L’industria del software è uno dei comparti con maggior tasso di crescita nel mondo. Uno studio Deloitte Usa stima in mille miliardi di dollari la crescita entro il 2028 del mercato con un tasso annuale (CAGR) superiore all’11%.
Questo fenomeno riguarda tutti i Paesi ma con percentuali e concentrazioni notevolmente diverse. Se analizziamo le prime 100 aziende per valore negli USA vediamo che ci sono 39 realtà legate al software (dato 2020) e tra queste alcune tra le top 10 (Amazon, Meta, Google, Microsoft, Apple), 25 in Asia, 7 in Europa, solo 4 in Italia, peraltro alcune di queste partecipate dallo Stato.
Software e innovazione, la differenza di retribuzioni
Risulta quindi evidente la concentrazione delle aziende del software negli USA, con tutto quello che comporta in termini di potenzialità di innovazione e R&S, servizi correlati e ricadute nel mondo del lavoro.
Il divario è importante soprattutto nelle attività di sviluppo, cosiddette human intensity, nelle quali si effettuano i maggiori investimenti in termini di know how e forza lavoro. Basti pensare che nel nostro paese la RAL di un data scientist è fra i 35 e i 40 mila euro, mentre già in Francia lo stipendio si aggira tra i 60 e i 70 mila euro, per non parlare poi dell’America dove un informatico di OpenIA può arrivare a guadagnare fino a 400 mila dollari all’anno.
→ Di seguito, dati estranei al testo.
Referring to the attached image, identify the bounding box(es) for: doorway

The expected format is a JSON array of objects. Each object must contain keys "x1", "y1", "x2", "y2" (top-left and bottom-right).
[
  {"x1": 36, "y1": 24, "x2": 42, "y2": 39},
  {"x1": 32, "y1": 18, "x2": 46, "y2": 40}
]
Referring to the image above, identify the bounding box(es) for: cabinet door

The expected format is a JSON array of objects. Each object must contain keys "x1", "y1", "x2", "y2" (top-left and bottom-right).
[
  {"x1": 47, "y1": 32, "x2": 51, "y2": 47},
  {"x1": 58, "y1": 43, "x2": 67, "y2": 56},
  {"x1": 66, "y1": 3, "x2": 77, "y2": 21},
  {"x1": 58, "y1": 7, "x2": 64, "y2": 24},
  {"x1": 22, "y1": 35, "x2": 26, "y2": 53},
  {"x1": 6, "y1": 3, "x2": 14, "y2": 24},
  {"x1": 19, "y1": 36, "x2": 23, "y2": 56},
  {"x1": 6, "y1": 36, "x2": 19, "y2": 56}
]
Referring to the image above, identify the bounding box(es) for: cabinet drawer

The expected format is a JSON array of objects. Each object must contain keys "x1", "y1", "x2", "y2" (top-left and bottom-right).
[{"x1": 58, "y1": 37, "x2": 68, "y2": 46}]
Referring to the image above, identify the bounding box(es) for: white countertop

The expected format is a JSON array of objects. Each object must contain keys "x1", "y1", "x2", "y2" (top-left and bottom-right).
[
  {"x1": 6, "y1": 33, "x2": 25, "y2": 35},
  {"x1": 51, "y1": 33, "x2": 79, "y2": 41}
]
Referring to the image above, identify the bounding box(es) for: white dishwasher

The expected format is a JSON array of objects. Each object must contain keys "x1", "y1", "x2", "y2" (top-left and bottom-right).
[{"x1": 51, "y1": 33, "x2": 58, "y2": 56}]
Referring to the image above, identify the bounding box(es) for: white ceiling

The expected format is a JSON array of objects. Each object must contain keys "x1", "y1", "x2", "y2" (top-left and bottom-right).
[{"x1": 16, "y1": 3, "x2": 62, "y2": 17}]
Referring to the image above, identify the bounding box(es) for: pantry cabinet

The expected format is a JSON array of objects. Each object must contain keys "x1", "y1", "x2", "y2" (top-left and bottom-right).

In Europa pochi investimenti e molte vendite
Nell’ultimo decennio le grandi multinazionali americane hanno investito poco nei mercati europei, utilizzati quasi esclusivamente per vendere i propri prodotti, preferendo costruire le nuove fabbriche del software nei Paesi in via di sviluppo, i “BRICS”, attratte dal basso costo del lavoro e dalla presenza di un numero crescente di lavoratori laureati in materie STEM.
Tuttavia, la crisi del Covid-19 e il relativo re-shoring, insieme alla verifica di un livello formativo non sempre all’altezza e un crescente costo del lavoro, stanno mettendo in discussione tale approccio e le relative strategie di sviluppo.
La filiera del software in Italia e le opportunità di innovazione
In questo contesto, l’Italia – Paese da sempre alleato degli USA e con forti radici e principi democratici – può essere il luogo ideale per un nuovo friend-shoring del tech e in particolare del software. Attrarre investimenti esteri con l’obiettivo di valorizzare lo sviluppo di nuovi insediamenti soprattutto in territori meravigliosi ma ancora “acerbi” del nostro Paese, come quelli del Mezzogiorno, potrebbe essere la soluzione.
Stiamo parlando di una filiera che ricopre un ruolo di primo piano per la crescita del sistema produttivo del nostro Paese: come mostra la ricerca del 2023 “Software nelle PMI: un motore d’innovazione per l’Italia”, a cura degli Osservatori Digital Innovation della School of Management del Politecnico di Milano in collaborazione con AssoSoftware, il settore nel solo 2022 ha impiegato oltre 137.000 persone, generando un fatturato di 56,3 miliardi di euro, con una crescita del 9% rispetto 1 all’anno precedente e, limitatamente ai software gestionali, con un aumento mediamente più alto rispetto ad altre tipologie di servizio, +12% rispetto al 2021, per un totale di 22,4 miliardi di euro, ovvero il 40% del fatturato di comparto complessivamente analizzato.
Come attrarre investimenti sull’Italia del software
Per raggiungere questo ambizioso obiettivo, è prioritario mettere in campo un piano di sgravi fiscali significativi per le nuove imprese tecnologiche, favorendo così la nascita di poli industriali del software, in grado di generare benefici sia per le grandi aziende che per le PMI e le microaziende. Poli del software che avranno il compito di potenziare i piani di formazione STEM delle Università e degli ITS.
I potenziali benefici di questo programma di attrazione di investimenti sono estremamente elevati, con una stima di incremento del PIL tra 1 e 2 punti entro i prossimi cinque anni. Senza considerare come, mettendo in campo delle decontribuzioni per ogni lavoratore con competenze STEM assunto si prevede che in un triennio l’industria del software potrà occupare circa 500.000 nuovi lavoratori specializzati, tutti formati e residenti in Italia.
Per liberare queste energie è fondamentale mettere in campo un Piano Nazionale per il Software che sia in grado di facilitare la realizzazione di quell’ecosistema digitale necessario alla costruzione di nuove fabbriche di software nel nostro Paese, definendo investimenti e impegno delle imprese tech nel nostro Paese e promuovendo politiche per attrarre investimenti esteri. Solo così saremo in grado di cogliere l’occasione e trasformare l’Italia nel hub europeo dell’IA.